People live their lives in very specific ways. They have certain rituals and values that they hold very close to their hearts. However it is very unlikely that everyone else in the world has the same approach to life as you do. Some people do not use the right tea towel in my opinion, some people think it is perfectly fine to wear socks in sandals, and some people a zero problems with eating meat everyday. In the case of Prescott’s paper on community archives/Facebook groups we have an academic freaking out because a community is not archiving properly something which he considers to be a great sin, and yes, in a certain way it is a great shame that a community archive is not sustainable because of the platform used or the limited funding. This is especially the case when you come from an oral history angle where one really wants to preserve the voices of those who current fall outside of history. However, maybe we need to remove the academic lens in these situations, maybe these archives just aren’t for you. They have a different, more temporary, function to bring people together over a shared history. They are about sharing history not preserving history like archives do.

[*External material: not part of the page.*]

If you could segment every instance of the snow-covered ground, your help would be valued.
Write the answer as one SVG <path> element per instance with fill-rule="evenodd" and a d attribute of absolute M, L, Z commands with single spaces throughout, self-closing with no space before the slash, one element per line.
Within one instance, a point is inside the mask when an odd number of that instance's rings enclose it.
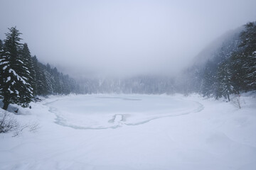
<path fill-rule="evenodd" d="M 193 96 L 51 96 L 20 108 L 0 134 L 0 169 L 256 169 L 256 98 Z M 3 112 L 3 110 L 0 110 Z"/>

This is where I think I (as an academic 🤢) feel that my role is not to impose my beliefs onto these make-do archives but instead build better tools to support them. A community archive on Facebook is a different beast to the university backed oral history project. Truly it is a shame that this knowledge might go missing, but then I suggest that we get more minorities to work in academia rather than dictate what we think they should do.

It’s a power thing.

Anonymity is anti-oral history ?

…, anonymity is antithetical to the goals of oral history if there are no exacerbating risk factors.

Mary Larson

Anonymity, accountability, freedom of speech, privacy, welcome to the 21st century. There is the opinion within the field of oral history that anonymity is against the principles of oral history. This is mostly because oral history demands a high level of context in its reuse, which makes complete sense. However does that mean that all information should be available? Is it impossible to have different levels of anonymity?

It seems odd that currently when it comes to privacy we have to work in such absolutes. You can get a certain level of privacy on the internet but that often requires lots of digging around and downloading plugins that send out white noise. You basically have to spend time fending off those who run the platforms you use, which when put in a AFK context would be the equivalent of the shop keeper pickpocketing you while you were shopping. Currently privacy and anonymity equals not using either the internet or archives, which defeats the point.

Why is this our only option?

Well, in my opinion it is not. We just need to get a bit more creative for example:

  • Use pseudonyms
  • Use other identifiers e.g. White, young adult, middle class, female (that’s me)
  • Use identifiers + 𝓲𝓶𝓪𝓰𝓲𝓷𝓪𝓽𝓲𝓸𝓷. There are loads of researchers who have to use their imagination because history has not been good at recording their subject
  • Only allow access to certain information if you either visit the BAM archive or ask for permission
  • Generally encourage more thorough and ethical reuse and research

New words

To elaborate on that last point we currently approach the ethics around archiving from the donating angle; if everything is correctly archived now there will definitely be no more problems in the future. This attitude I do not find very sustainable because attitudes towards ethics change all the time. So instead I purpose a different angle: ethical reuse of archival material lies predominantly with the reuser not the donator. This is where I would also like to insert the ‘new’ words. Instead of using the terms ethical and ethics we instead use responsibility and care, because the former is so slippery so ‘high-level’ thinking that it loses its meaning while the latter are more human words. Responsibility and care are concepts that you teach your children. They are more instinctive. So what I wish for is more care and responsibility from those who reuse oral histories. I want the reuser to remember the human-ness of the archive and the responsibility they have to care for their other humans.

NOTE: this is why I love the idea of archival ghosts so much because it gives the oral histories a face.